(Jonathan Newton / The Washington Post)

By the time Lance Lynn wound up for a 13th pitch to Jayson Werth in the ninth, there were few secrets between pitcher and batter.

“Everyone in this stadium knew what I was throwing there,” Lynn said of the 96 mph fastball Werth sent screaming over the outfield wall for a 2-1 walk-off Nationals victory. “You tip your cap to him, the guy can play and he beat me.”

While his disappointment was evident, Lynn didn’t express regret at the way he approached the marathon, 13-pitch at-bat.

“You’re in a game like this against a leadoff hitter who’s a good player,” Lynn said. “He’s going to do everything he can to get on base and, you know, it may have been my best pitch and he hit it out of the ballpark.”

Werth worked to a 2-2 count on the first four pitches and then fouled off the next six of Lynn’s offerings, which included five fastballs and a curve. A 79-mph curve outside brought it to a 3-2 count next and then Werth fouled off yet another fastball for pitch No. 12 before sending his shot into the night.

“I was making good pitches, making my pitches and, he won,” Lynn said. “That’s part of the game and I’d love for it to go the other way. For him to roll over that pitch and go into the next hitter but sometimes it doesn’t work out in your favor.”

With the score tied 1-1 heading into the bottom of the ninth, Cardinals manager Mike Matheny opted to go with Lynn, a starter who was sent to the bullpen mid-season, rather than closer Jason Motte, who finished the regular season tied for third-most saves (42) in the major leagues.

Matheny explained that he wanted to leave Motte for a potential save situation, if the contest had gone to extra innings.

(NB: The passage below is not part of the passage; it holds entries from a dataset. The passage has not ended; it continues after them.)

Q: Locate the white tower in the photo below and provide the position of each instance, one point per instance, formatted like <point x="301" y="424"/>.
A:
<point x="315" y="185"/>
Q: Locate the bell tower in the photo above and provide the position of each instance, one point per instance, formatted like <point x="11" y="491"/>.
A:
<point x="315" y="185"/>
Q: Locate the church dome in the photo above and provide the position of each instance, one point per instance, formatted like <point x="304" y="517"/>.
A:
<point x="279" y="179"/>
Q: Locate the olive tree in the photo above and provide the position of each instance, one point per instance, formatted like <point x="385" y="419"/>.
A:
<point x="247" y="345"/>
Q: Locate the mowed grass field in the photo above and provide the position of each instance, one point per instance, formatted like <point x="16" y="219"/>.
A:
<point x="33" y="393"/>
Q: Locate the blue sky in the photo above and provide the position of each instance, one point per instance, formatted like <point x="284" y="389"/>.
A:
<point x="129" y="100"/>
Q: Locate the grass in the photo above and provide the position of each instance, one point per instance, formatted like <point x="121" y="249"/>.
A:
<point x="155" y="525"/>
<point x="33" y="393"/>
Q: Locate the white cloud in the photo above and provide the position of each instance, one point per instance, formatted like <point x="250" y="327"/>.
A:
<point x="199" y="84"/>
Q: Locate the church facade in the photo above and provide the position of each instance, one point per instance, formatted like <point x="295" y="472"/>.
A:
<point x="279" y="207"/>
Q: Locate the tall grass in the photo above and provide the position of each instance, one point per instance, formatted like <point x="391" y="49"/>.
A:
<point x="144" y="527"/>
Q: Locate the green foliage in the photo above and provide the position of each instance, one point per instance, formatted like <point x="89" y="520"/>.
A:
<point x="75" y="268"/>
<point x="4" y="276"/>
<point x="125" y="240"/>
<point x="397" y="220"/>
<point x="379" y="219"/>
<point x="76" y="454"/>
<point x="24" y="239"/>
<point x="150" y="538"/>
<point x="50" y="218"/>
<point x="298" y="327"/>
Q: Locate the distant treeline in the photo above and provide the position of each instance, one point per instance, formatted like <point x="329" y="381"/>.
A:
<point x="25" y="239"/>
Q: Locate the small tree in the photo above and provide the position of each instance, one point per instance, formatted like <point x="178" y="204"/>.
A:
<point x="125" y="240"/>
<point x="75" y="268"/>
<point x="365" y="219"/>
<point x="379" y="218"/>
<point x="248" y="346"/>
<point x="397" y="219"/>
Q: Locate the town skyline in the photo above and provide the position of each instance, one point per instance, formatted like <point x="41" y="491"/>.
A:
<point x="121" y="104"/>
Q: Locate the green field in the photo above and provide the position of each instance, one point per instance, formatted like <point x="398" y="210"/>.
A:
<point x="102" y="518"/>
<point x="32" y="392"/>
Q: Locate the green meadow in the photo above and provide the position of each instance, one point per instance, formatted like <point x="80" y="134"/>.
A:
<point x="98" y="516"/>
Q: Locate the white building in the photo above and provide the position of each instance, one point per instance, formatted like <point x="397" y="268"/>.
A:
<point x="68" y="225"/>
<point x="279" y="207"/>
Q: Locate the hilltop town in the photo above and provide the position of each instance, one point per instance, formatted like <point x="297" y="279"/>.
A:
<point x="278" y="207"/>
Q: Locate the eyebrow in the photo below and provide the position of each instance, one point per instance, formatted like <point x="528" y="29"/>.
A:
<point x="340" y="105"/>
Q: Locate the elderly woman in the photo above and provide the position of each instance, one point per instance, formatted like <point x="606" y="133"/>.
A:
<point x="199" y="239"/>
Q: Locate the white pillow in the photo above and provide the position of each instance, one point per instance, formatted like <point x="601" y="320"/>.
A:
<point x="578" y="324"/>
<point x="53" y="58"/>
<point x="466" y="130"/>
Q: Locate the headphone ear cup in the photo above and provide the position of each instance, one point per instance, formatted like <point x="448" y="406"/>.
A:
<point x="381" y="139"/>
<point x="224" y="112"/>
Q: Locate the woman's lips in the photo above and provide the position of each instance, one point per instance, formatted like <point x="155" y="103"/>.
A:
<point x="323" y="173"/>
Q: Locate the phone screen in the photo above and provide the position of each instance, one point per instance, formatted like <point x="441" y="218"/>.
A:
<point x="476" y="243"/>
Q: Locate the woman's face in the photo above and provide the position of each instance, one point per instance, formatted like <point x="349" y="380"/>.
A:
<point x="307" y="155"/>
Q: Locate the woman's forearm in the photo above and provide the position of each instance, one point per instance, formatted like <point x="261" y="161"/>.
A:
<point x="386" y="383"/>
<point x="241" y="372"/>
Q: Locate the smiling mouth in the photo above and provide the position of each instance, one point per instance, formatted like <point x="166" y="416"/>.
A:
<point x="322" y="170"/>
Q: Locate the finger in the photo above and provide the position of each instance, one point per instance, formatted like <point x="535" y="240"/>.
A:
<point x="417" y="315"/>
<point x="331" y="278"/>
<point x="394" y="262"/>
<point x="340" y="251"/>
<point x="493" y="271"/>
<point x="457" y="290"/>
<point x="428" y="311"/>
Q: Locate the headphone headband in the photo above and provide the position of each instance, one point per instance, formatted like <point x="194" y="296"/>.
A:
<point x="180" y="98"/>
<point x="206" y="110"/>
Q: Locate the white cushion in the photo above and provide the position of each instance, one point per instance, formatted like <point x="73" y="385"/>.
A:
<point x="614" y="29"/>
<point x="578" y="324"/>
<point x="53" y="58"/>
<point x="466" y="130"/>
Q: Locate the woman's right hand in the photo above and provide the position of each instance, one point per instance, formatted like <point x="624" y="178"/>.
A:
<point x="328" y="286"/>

“If we were at home, it would have been a very easy decision to bring in Motte,” Matheny said when asked about the decision. “We are looking at a team that had every save of our season by Jason Motte, and we take a lead there at any point, you’re asking one of our guys, especially one of our young guys, who have never been in that situation to come in and close out a game. And that’s a lot to ask.”